Injection to rapid diffusive shock acceleration at perpendicular shocks in partially ionized plasmas

TL;DR

This study uses a 3D hybrid simulation to demonstrate how hydrogen atoms leak and are accelerated at perpendicular shocks in partially ionized plasmas, relevant for cosmic ray acceleration in supernova remnants.

Contribution

First 3D hybrid simulation of perpendicular collisionless shock in partially ionized plasma showing detailed particle acceleration mechanisms.

Findings

Hydrogen atoms leak into upstream and are accelerated via pickup process.

Magnetic field fluctuations exhibit 3D structures.

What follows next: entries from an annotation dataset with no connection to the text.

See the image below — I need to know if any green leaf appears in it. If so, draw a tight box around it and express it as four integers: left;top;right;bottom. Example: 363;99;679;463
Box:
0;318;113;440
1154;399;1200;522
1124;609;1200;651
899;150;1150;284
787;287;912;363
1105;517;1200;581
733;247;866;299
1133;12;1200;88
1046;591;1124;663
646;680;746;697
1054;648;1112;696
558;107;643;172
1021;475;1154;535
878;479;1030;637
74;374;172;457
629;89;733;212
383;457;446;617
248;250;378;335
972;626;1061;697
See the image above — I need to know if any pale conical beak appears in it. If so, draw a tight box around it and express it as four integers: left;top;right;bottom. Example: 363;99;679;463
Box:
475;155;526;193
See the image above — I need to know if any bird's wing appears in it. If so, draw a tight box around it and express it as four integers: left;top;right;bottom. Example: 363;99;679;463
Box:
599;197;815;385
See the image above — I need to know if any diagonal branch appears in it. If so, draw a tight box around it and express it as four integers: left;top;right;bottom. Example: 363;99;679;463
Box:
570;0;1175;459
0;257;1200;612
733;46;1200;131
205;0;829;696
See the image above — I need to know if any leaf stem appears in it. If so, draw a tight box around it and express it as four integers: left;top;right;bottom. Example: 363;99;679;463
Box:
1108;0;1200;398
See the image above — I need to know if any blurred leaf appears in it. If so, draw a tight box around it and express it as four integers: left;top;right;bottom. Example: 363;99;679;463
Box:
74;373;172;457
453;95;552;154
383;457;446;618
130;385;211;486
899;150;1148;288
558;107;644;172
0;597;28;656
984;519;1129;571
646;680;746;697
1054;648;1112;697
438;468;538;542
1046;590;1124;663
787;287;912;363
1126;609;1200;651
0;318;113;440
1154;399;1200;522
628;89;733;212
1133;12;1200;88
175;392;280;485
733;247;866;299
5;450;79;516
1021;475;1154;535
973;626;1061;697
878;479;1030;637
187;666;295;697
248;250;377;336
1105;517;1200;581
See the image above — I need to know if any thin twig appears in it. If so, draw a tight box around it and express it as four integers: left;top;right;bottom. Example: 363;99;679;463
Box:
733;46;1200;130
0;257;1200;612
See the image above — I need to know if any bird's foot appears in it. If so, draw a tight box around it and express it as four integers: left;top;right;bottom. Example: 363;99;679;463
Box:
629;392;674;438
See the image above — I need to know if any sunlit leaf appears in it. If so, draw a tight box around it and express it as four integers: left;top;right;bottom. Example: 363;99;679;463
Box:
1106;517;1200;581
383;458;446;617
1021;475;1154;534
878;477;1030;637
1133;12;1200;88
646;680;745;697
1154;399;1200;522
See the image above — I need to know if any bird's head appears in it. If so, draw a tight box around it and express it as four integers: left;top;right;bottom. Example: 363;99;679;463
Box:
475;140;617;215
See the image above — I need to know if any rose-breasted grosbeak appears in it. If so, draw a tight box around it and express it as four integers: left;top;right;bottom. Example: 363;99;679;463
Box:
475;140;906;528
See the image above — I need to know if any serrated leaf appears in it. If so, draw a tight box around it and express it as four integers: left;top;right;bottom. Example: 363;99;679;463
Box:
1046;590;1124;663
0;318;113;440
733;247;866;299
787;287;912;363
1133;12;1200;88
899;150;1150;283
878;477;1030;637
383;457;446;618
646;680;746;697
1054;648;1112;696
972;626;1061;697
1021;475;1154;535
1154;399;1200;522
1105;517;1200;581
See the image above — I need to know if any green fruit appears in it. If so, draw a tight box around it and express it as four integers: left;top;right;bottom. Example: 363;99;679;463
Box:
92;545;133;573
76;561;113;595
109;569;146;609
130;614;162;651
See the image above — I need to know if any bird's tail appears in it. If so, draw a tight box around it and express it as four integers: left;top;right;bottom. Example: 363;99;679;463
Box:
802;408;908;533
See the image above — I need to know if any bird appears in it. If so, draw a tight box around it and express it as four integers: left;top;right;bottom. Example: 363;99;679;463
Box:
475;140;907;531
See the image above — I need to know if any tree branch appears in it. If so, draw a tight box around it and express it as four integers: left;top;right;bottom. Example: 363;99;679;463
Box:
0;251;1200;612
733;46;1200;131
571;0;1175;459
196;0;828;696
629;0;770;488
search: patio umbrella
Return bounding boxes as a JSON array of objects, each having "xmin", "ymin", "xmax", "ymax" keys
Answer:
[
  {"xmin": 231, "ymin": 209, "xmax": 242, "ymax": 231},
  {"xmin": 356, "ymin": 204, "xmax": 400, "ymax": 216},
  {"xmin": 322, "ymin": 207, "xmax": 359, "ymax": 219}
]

Particles reach relativistic speeds faster than in parallel shocks.

Abstract

We present a three-dimensional hybrid simulation of a collisionless perpendicular shock in a partially ionized plasma for the first time. In this simulation, the shock velocity and the upstream ionization fraction are Vsh ~ 1333 km/s and fi ~ 0.5, that are typical values for isolated young supernova remnants in the interstellar medium. We confirm previous two-dimensional simulation results that downstream hydrogen atoms leak into the upstream region, they are accelerated by the pickup process in the upstream region, and large magnetic field fluctuations are generated both in the upstream and downstream regions. In addition, we find that the magnetic field fluctuations have three-dimensional structures and the leaking hydrogen atoms are injected to the diffusive shock acceleration at the perpendicular shock after the pickup process. The observed diffusive shock acceleration can be interpreted as the shock drift acceleration with scattering. Particles are accelerated to v ~ 100 Vsh ~ 0.3c within ~ 100 gyroperiods in this simulation. The acceleration time scale is faster than that of the diffusive shock acceleration in parallel shocks. Our simulation results suggest that supernova remnants can accelerate cosmic rays to 10^{15.5} eV (the knee) during the Sedov phase.